Истоки контркультуры - Теодор Рошак 2 стр.


Что это была за странная жизнь! Иллюзорный потребительский рай, способный процветать лишь в теплице игнорирования экологии, свято веривший, что можно потакать любым нарастающим аппетитам. Студенты, кого я сейчас учу, с трудом верят, что было время, когда дешевый колледж был гарантирован любому ребенку из среднего класса (и многим детям из среды рабочего класса вроде меня), когда выпускников ожидали готовые рабочие места, когда теоретики экономики всерьез обсуждали возможность отмены работы в обмен на гарантированный ежегодный доход. Сейчас, оглядываясь назад, мы видим, что все это было преходящим этапом – этакие безмятежные дни римских патрициев, пока к реке не подобрались варвары и акведуки не дали течь. В книгах по истории Век Изобилия найдет себе место не в разделе устойчивого плато изобилия, но как последний взрыв массовой экстравагантности перед лицом появления фактов, что биосфера живет своей жизнью.
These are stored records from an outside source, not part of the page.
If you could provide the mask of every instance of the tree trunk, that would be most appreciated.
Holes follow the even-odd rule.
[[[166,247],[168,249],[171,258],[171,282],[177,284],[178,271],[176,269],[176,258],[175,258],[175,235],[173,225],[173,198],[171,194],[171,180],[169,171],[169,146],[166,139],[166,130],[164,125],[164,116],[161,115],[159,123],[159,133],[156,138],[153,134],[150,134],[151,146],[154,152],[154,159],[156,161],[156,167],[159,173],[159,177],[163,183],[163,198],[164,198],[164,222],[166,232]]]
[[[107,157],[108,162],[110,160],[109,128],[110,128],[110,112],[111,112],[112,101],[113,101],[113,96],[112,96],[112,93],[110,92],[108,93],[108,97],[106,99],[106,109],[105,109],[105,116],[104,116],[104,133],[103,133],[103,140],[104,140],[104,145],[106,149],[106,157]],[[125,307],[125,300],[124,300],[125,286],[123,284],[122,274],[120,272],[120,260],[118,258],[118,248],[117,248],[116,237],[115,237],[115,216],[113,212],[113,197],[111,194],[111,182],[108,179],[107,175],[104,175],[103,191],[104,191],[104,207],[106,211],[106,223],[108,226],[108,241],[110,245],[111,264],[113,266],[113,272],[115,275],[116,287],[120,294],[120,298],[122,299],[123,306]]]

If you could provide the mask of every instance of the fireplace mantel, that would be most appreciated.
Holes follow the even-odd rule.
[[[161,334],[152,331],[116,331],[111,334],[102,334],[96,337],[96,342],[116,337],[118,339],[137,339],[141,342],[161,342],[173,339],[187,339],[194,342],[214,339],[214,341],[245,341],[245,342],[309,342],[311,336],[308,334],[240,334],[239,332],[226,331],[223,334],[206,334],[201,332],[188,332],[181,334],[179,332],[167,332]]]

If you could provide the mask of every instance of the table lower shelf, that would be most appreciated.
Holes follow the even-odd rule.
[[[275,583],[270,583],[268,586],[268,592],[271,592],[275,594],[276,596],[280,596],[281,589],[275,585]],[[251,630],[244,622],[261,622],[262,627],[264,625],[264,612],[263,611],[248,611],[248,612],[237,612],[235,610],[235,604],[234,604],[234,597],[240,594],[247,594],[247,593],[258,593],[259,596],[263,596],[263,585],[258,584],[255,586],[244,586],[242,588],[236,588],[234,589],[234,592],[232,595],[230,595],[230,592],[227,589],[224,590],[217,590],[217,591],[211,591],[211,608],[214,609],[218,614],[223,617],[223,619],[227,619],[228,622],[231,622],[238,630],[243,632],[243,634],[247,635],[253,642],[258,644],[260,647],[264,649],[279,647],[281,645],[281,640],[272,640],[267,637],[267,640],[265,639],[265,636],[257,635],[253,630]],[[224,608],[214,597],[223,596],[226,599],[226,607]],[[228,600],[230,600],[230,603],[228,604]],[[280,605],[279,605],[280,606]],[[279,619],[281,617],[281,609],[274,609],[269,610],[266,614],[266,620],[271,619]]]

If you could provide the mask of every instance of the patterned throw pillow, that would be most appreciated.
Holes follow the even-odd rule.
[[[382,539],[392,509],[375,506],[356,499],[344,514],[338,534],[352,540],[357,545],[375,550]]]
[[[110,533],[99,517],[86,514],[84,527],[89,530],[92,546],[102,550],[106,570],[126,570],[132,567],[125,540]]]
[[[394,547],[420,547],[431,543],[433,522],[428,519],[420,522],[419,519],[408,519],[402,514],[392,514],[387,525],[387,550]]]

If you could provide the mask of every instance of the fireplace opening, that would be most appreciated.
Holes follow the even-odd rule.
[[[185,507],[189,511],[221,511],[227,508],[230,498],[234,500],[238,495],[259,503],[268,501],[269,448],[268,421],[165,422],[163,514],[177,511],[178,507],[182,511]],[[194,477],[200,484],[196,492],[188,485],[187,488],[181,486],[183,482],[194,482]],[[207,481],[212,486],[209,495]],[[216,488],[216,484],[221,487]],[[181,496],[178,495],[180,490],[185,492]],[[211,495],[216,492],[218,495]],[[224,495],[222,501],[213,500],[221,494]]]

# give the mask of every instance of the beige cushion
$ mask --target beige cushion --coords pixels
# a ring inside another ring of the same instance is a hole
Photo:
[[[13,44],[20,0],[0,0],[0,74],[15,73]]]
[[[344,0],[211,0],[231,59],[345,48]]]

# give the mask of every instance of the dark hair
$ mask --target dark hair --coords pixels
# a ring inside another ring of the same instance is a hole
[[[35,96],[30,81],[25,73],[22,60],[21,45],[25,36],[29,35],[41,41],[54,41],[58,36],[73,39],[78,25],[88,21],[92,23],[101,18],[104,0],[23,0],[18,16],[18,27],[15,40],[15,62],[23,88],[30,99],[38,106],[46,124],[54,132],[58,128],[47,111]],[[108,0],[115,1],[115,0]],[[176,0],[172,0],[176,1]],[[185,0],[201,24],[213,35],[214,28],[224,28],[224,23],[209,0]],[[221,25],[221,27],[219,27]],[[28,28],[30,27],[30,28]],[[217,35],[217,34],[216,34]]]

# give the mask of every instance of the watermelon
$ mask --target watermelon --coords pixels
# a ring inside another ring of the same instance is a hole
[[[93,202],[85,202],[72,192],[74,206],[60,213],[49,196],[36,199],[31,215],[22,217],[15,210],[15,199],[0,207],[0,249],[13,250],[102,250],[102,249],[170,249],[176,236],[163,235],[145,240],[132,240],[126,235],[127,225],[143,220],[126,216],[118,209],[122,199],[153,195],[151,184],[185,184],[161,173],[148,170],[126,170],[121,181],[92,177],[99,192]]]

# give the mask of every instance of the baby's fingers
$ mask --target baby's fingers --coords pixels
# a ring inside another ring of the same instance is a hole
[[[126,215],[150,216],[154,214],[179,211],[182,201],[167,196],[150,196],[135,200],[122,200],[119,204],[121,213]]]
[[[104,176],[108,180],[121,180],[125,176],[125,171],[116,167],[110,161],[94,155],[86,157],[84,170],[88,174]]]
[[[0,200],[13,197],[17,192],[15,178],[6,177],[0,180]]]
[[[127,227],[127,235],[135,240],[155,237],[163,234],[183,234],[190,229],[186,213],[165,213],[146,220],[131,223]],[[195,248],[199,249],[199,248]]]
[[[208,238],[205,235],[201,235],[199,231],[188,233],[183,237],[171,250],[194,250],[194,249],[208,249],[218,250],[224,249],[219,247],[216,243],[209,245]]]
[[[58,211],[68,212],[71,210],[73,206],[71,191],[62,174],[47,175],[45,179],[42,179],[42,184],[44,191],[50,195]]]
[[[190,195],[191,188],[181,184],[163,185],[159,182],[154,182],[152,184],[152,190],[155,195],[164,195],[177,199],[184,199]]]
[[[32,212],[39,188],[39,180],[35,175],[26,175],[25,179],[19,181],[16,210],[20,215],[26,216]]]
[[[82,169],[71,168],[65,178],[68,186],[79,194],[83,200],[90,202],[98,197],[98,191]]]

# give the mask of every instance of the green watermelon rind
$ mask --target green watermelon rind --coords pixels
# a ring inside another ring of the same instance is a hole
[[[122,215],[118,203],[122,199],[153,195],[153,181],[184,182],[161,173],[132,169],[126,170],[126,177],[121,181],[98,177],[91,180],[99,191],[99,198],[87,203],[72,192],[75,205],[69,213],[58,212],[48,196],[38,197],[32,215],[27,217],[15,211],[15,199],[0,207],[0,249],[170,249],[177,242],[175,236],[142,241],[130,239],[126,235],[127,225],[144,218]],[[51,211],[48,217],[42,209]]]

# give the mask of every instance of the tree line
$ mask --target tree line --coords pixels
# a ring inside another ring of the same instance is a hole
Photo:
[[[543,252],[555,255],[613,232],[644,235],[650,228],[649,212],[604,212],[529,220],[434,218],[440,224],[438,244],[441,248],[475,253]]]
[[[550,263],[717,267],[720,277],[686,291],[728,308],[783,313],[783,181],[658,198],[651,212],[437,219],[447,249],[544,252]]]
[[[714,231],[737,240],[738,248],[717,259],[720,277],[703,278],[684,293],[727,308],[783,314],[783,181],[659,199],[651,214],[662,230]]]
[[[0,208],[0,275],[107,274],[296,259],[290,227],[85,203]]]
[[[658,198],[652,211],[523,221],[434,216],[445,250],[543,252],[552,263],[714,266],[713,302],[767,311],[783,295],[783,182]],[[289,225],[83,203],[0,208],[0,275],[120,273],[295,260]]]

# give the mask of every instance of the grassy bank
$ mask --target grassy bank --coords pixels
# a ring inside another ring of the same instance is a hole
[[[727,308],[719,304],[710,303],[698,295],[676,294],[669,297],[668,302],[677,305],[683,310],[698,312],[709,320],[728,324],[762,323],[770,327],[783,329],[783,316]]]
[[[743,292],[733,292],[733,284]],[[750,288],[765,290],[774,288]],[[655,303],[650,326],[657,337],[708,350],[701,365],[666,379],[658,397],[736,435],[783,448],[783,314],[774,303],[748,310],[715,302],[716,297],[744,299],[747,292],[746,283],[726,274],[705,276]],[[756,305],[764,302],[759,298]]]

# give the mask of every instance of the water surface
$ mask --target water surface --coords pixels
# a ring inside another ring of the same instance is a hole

Конечно, реальность была не такой глянцевой: не все попали на великий потребительский пир. Гетто, эта «другая Америка», стали прибежищем для безработных, не имеющих ремесла. Убрать с глаз неприглядную бедность, чтобы освободить место для моллов и кондоминиумов, называлось «городским обновлением», хотя на улицах это называли попросту выселением негров. С другой стороны, экономика – это не только сухие цифры, но и изучение людских желаний и фантазий (может быть, даже в большей степени, нежели цифры). То, что обещает экономическая система, не менее важно, чем то, что она обеспечивает: обещания успокаивают и стимулируют. В течение тридцати лет после окончания Второй мировой изобилие воспринималось как норма, а там, где оно отсутствовало, говорили о «карманах» бедности. Показательна сама фраза: бедность рассматривалась как упрямое, но обреченное сопротивление победоносному наступлению промышленного роста, которое вскоре охватит весь мир. Не каждый купался в изобилии, да, но каждый верил: изобилие докатится и до него – если не через политическую агитацию и реформы, то по логике его неизбежного наступления. «Прилив поднимает все лодки», – заявил Джон Кеннеди. Не мешайте системе исходить изобилием, и вскоре мы все заживем, как герои сериала Оззи и Гарриет.

III

Озирая перспективы процветания с командных высот общества изобилия, легко было верить, что корпоративная Америка просто эволюционирует к необыкновенной щедрости. Но это был еще и тот случай, когда хорошо управляемое изобилие способствовало созданию нации «веселых роботов», как выразился социолог и публицист Ч. Райт Миллс, которые не доставляли беспокойства щедрому начальству. Подкуп заменил собой грубое принуждение и гарантировал уступчивость. Сделка заключалась в следующем: пусть страной заправляют Пентагон, ФБР и «Дженерал дайнемикс»[6], и рог изобилия не иссякнет. Награда за послушание никогда еще не была так высока, и напротив, наказания за упрямство редко когда были суровее. Несогласные легко могли стать жертвами политики «охоты на ведьм», вдохновляемой сенатором Джозефом Маккарти. Это были дни, когда люди отказывались подписывать петиции в поддержку билля о правах из страха потерять работу, кредитный рейтинг и попасть в списки неблагонадежных.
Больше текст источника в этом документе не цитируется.